In a post entitled A help for struggling worship leaders, I mentioned that a worship blogger was working on a book, and that he asked worship leaders to give him input on their “greatest challenges”. One comment on that blog was, “…is there a way to determine if people actually worshiped rather than were entertained? My goal is to point them to Christ and help enter into God’s presence, but how do we know if we have been successful?” I alluded that the answer to this question is found in your Philosophy of Worship. Let’s jump in from there.
It sounds really complicated and scary when you talk about developing a Philosophy of worship. Let’s face it, so many of us are wondering about what to do, where to go, who to talk to for today; and then we worry about our future and how we can walk in God’s perfect will for our lives, and how to build the Kingdom, and if we’re growing closer to Him or not… Do we really have time to stop and think about, to sit down and “develop” a philosophy of worship? Hasn’t someone written a book on that and given me all the answers, Cliff Notes style, so I can read/memorize them once and move on to the next thing?
In a way, yes; the answers are found in the Bible. But are they cut and dry, the um-teen steps to a perfect worship experience? No. You have to be willing to go in and get them, test them, find out if you’re right, and apply them all by yourself. I don’t think it’s because thinks that we loved high school so much we’re going to be in a sort of religious education program for the whole of our lives; it’s because He wants us to know Him deeper, more fully, and more clearly every day. But that doesn’t really answer our fellow blogger’s question, does it?
We mentioned in the previous post that our Philosophy will automatically begin to narrow down our song options. Another result of developing a Philosophy will be the determination of a sort of “litmus test” in worship. This test is two-fold:
In your Philosophy, after defining what worship is, you should be able to come to a conclusion of what its purpose is. Worship doesn’t exist just to fill time or fill space or give us something to do. It’s not television, it’s a spiritual experience, a supernatural encounter between you and the one true, living God.
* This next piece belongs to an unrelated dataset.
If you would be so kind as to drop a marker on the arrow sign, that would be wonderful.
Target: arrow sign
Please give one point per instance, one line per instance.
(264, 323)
God didn’t create anything to just fill space. Take a look at Creation itself. The natural sciences tell us that everything works together. There is a food chain, natural ecological systems, natural checks and balances, and countless natural systems that help the earth rejuvenate and replenish its resources. Surely worship, itself created, ordained, delivered, and described by God Himself, has a purpose.
And once you have a purpose for worship, you’re giving it meaning. Suddenly it transforms from something rote, automatic, or unworthy of your participation, into a necessary and vital element in your relationship with God. Giving it purpose helps us delineate its distinctives, elements that tell you whether or not you are accomplishing that purpose. This is the first part of that litmus test.
Once you have a purpose, you have an end result, a destination of where your worship takes you. I’ll be posting a short form of my own Philosophy of Worship from my book Worship Theory. In that Philosophy you find that the destination is a “holy of holies” type of experience. My end result, my completion, the determination of whether or not I was successful comes from whether or not that experience is fulfilled.
There is one other element we must keep in mind. When it comes to determining whether or not we entertained or actually led people into God’s presence in worship, we can only honestly speak for ourselves. And that is part of the difficulty in worship leading.
But we must remember that we are not called into the church only to show up, lead worship, and go home. We are part of a body. As we draw closer to members of the body, we learn how they react to God in worship, and so we are better qualified to judge from the platform how our worship is being received. We can then answer the question, “Am I just up here for a worship concert, or am I actually leading worship?”